Shira Toeplitz explains:
“Sharron Angle raised significantly more cash than Senate Majority Leader Harry Reid these past three months, bringing in $2.29 million from May 20 through the end of June alone, for a total haul for the quarter of about $2.6 million… Reid raised $2.4 million in these past three months, which included fundraising visits from President Barack Obama and former President Bill Clinton… Angle’s campaign boasted that toward the end of the primary, she raised $54,500 every day through the end of June. She also said she raised $1.3 million online..”
Peggy Noonan -- Youth Has Outlived Its Usefulness
Ms. Noonan doesn’t know it, but she’s written a lovely belated birthday present to my father, still working as a coal broker on his 79th birthday this week.
She might have been asking about Beez himself when she asked the question: “You walk into the offices of a great corporation now, look around and think: Where are the grown-ups?”
Ms. Noonan, there’s one at his desk in Pittsburgh this morning humbly helping (much) younger executives make good choices and treating customers and suppliers with the kindness and deference that are the marks of real wisdom in business.
Kudos to him for still doing it even after his heart broke with the passing of his beloved wife of 51 years.
Kudos to his bosses for keeping him on.
Kudos also to Ms.

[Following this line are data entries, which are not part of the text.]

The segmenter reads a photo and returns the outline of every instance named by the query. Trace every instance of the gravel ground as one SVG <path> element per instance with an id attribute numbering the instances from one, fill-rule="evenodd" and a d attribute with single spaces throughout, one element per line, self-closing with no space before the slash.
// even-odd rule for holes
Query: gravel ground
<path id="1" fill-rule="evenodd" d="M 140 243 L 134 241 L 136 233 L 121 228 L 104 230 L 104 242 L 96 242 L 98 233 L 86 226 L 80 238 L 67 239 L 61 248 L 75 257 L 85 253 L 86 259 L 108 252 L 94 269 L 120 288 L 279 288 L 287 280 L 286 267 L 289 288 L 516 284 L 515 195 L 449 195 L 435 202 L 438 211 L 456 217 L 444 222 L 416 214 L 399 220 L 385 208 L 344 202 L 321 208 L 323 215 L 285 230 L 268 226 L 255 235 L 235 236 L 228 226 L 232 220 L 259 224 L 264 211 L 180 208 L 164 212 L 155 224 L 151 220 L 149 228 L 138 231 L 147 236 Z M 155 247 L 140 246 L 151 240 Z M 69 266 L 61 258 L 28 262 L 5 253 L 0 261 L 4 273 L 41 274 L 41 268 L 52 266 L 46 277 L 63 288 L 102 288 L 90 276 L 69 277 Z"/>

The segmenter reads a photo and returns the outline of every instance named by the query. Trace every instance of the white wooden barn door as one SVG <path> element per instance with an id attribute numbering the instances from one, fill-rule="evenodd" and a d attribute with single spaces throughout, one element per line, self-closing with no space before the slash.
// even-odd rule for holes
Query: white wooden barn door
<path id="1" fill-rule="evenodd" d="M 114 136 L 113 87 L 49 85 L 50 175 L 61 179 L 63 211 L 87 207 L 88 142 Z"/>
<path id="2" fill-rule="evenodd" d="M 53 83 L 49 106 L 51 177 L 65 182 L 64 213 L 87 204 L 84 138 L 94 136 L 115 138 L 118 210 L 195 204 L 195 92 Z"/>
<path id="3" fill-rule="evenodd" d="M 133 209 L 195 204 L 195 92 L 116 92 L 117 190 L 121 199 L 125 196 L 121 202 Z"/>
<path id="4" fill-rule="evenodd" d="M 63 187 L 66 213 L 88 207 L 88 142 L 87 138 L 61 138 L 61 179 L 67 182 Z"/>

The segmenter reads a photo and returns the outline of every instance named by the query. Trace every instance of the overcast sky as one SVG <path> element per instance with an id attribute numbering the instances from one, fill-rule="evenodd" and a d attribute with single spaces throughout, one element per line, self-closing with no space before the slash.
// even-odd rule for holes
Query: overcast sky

Noonan for reminding all of us who know him to make the most of having one so wise as John Stirewalt in our lives.
“This is a nation—a world—badly in need of adult supervision. In the 50th anniversary commentary this week of Harper Lee's masterpiece, ‘To Kill A Mockingbird,’ a book long derided as middlebrow by middlebrows, no one fully noted the centrality, the cosmic force, that propelled the book, and that is the idea of the father. Of the human longing to be safe and watched over by one stronger. And so we have the wise and grounded Atticus Finch, who understands the world and pursues justice anyway, and who can be relied upon. ‘He would be there all night, and he would be there when Jem waked up in the morning.’ That's the last sentence. Ms. Lee was some kind of genius to throw the ball that soft, and that hard.”